Page MenuHomePhabricator

Request creation of topic-curator VPS project
Closed, InvalidPublic

Description

Project Name: topic-curator

Developer account usernames of requestors: so9q

Purpose: Curate subgraphs (e.g. the 85 mio scientific articles currently missing one) and add P921 main subject in batches based on matching.

Brief description: This is a simple python flask application. I intend to use a database to record use of the tool. mariadb should suffice.

How soon you are hoping this can be fulfilled: as soon as possible.

I installed the tool on toolforge but because of some configuration limit it does not work as expected.
see https://github.com/dpriskorn/WikidataTopicCurator/issues/5

I have a lot of experience with installing and maintaining linux servers. I expect to be able to handle everything myself. See https://meta.wikimedia.org/wiki/User:So9q

License: AGPLv3+

Event Timeline

So9q updated the task description. (Show Details)

@So9q Moving the tool to a dedicated project is reasonable if it will actually fix something, but if your guess about URL length is correct I'm not sure how that will be different in a dedicated project vs Toolforge assuming that your dedicated project will still need to use the https front proxy for Cloud VPS projects that is just a slightly different configuration than the Toolforge front proxy. It would be nice to have a better understanding of the problem you are facing before rushing to making a dedicated project the solution.

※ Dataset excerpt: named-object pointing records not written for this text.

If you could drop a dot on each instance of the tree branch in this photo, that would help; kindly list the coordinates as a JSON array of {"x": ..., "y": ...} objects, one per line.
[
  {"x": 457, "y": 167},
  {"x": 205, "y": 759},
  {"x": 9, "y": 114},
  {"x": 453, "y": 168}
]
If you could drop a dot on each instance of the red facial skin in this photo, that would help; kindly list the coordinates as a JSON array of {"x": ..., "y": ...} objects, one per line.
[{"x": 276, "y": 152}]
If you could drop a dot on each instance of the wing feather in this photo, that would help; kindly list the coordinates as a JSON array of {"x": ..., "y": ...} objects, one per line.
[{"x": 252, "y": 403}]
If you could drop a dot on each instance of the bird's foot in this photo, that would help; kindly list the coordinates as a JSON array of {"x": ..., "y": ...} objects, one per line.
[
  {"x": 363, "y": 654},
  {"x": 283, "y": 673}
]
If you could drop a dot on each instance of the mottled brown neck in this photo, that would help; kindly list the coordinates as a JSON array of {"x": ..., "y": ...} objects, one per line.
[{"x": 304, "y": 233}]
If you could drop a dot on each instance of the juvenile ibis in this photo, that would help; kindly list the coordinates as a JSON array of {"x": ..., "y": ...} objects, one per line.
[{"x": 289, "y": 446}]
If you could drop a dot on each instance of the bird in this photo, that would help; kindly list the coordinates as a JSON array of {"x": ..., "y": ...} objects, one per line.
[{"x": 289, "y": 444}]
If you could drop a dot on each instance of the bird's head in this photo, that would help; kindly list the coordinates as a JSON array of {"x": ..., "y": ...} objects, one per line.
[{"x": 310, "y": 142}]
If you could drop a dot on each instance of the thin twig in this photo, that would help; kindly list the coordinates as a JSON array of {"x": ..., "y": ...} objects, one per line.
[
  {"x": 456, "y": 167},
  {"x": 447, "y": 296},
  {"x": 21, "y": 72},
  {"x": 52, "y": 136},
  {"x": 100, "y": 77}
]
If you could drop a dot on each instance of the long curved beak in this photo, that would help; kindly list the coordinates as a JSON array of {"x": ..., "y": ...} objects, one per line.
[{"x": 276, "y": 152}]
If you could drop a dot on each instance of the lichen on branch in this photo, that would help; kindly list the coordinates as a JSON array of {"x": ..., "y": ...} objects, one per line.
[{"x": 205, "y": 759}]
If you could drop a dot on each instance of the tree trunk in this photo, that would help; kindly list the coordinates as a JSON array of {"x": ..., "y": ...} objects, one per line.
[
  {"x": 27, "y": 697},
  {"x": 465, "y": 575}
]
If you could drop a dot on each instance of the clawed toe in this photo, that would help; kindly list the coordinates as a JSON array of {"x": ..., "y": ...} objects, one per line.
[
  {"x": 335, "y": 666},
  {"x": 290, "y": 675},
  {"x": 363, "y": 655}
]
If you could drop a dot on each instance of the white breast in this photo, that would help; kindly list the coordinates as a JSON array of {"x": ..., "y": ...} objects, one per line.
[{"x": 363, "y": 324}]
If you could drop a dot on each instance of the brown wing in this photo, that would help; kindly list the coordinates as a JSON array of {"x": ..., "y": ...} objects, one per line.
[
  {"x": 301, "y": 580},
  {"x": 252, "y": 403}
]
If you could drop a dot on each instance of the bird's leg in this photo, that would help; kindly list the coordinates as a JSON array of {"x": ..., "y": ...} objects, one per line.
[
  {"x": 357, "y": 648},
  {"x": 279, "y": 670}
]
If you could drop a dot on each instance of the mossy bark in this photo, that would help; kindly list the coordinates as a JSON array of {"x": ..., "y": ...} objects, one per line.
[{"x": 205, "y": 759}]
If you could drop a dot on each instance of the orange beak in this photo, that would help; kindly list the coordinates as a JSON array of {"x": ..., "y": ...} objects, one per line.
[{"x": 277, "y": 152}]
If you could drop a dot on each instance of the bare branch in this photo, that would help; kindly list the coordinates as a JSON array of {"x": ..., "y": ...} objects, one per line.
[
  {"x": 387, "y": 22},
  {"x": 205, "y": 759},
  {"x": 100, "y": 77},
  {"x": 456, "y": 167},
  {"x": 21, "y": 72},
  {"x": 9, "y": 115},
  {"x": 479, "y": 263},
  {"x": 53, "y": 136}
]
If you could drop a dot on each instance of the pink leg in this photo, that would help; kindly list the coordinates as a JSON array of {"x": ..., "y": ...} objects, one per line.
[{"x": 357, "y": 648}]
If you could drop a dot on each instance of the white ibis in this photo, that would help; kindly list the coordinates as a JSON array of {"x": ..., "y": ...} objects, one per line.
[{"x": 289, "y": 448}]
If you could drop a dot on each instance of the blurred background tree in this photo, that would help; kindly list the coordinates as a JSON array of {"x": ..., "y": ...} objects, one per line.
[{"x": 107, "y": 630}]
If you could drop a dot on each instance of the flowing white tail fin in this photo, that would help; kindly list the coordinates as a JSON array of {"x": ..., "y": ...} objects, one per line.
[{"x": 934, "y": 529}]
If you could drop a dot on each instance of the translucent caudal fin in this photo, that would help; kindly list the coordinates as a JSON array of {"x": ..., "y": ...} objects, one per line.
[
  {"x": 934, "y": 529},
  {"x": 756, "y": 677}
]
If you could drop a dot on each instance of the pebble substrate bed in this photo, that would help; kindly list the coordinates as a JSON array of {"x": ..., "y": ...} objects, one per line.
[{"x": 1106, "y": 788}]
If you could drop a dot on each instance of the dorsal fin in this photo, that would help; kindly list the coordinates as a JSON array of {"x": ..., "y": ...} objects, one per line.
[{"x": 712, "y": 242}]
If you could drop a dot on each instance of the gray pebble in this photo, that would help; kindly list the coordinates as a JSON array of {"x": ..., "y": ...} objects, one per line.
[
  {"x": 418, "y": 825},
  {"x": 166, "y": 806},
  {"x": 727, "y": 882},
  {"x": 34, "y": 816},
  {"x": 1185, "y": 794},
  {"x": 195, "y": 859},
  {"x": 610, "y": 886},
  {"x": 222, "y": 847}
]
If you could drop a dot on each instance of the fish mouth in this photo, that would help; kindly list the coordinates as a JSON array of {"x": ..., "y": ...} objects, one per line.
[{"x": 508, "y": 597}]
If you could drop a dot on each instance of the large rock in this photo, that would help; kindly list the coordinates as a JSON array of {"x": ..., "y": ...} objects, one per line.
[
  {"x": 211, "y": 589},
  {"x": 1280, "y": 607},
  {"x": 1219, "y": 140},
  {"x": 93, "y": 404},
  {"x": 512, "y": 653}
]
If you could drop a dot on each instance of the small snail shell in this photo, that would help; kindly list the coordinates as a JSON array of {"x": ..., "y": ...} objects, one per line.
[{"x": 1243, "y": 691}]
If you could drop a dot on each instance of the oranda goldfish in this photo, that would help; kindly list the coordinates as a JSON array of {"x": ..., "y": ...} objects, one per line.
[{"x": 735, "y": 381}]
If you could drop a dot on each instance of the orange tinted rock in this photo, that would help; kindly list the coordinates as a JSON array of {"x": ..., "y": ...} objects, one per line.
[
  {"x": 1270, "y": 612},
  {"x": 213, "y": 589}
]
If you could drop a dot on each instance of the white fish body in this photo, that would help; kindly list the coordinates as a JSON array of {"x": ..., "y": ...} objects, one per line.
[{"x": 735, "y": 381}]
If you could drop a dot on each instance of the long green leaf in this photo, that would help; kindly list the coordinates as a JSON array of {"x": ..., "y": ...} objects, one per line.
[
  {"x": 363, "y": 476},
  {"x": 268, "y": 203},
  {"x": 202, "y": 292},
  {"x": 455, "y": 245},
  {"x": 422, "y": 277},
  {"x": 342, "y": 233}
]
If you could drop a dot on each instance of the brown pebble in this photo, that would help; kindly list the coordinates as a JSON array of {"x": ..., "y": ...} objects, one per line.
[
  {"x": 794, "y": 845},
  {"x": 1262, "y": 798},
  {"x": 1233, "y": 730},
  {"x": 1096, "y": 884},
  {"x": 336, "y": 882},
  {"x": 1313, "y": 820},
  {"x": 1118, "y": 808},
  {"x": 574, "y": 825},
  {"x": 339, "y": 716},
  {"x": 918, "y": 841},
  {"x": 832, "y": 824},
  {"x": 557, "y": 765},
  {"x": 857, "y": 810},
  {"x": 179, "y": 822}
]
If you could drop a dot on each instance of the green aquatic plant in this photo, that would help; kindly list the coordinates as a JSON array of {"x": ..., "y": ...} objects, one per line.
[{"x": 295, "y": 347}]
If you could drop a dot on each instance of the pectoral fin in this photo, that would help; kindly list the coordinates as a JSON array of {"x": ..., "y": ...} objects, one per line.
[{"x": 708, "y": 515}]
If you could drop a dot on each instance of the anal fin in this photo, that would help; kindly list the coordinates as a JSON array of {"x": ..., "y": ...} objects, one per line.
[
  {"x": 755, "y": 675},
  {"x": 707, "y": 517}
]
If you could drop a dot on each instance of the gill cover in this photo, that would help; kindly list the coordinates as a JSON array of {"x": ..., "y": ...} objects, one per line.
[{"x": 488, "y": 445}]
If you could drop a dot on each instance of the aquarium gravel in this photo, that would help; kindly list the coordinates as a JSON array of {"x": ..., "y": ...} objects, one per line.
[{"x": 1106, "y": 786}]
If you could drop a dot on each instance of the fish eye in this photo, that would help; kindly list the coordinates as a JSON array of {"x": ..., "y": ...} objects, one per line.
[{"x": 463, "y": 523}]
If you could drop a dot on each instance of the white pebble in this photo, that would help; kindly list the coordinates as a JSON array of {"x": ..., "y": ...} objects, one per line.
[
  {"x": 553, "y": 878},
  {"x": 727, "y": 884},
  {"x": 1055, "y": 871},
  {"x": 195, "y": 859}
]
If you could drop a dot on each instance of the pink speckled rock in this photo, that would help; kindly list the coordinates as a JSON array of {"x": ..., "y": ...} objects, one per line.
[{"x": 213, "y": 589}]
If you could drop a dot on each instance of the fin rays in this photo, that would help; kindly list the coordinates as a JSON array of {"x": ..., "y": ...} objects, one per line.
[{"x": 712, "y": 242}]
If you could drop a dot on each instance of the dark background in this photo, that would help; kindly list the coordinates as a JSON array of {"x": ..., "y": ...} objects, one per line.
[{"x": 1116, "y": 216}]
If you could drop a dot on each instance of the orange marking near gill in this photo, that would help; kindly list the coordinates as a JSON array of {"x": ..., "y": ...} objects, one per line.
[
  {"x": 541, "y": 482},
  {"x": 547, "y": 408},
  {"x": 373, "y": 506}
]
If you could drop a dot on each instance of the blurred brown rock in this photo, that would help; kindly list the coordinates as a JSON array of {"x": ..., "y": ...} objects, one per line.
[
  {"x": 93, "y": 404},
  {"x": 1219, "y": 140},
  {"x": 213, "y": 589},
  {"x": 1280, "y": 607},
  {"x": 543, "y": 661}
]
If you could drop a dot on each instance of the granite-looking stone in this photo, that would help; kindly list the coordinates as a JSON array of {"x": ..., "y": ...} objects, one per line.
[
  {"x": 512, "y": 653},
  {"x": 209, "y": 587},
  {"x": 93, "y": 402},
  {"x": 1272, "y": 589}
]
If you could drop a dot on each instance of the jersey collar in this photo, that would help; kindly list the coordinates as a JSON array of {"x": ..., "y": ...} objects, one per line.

With the changes from https://github.com/dpriskorn/WikidataTopicCurator/commit/d532547c74c4ca156d712299f580bc72e50f645a now in place on your Toolforge tool I can't use something like https://topic-curator.toolforge.org/articles?qid=Q1949144&limit=100&prefix=haswbstatement%3AP31%3DQ13442814+-haswbstatement%3AP921%3DQ1334131&affix=-inlabel%3Asyndrome to try and help debug the problem as the live code aborts with a deliberate failure.

If your assumption about URL truncation by the Toolforge proxy is true, I'm not sure how your tool would work from anywhere as the long URL is a 302 redirect targeting https://quickstatements.toolforge.org. Or am I thinking about this wrong and the problem is somehow in emitting the redirect header from your tool?

Sending all 66 items from https://bd808-test2.toolforge.org/articles?qid=Q1949144&limit=100&prefix=haswbstatement%3AP31%3DQ13442814+-haswbstatement%3AP921%3DQ1334131&affix=-inlabel%3Asyndrome to quickstatements seems to work as expected. I have that tool running a git clone pointed at https://github.com/dpriskorn/WikidataTopicCurator/commit/940ec123a3ce82eb002331ae20da0cd3c95e5a96 with the Toolforge specific abort code removed. The current HEAD of your repo fails with some validation problem.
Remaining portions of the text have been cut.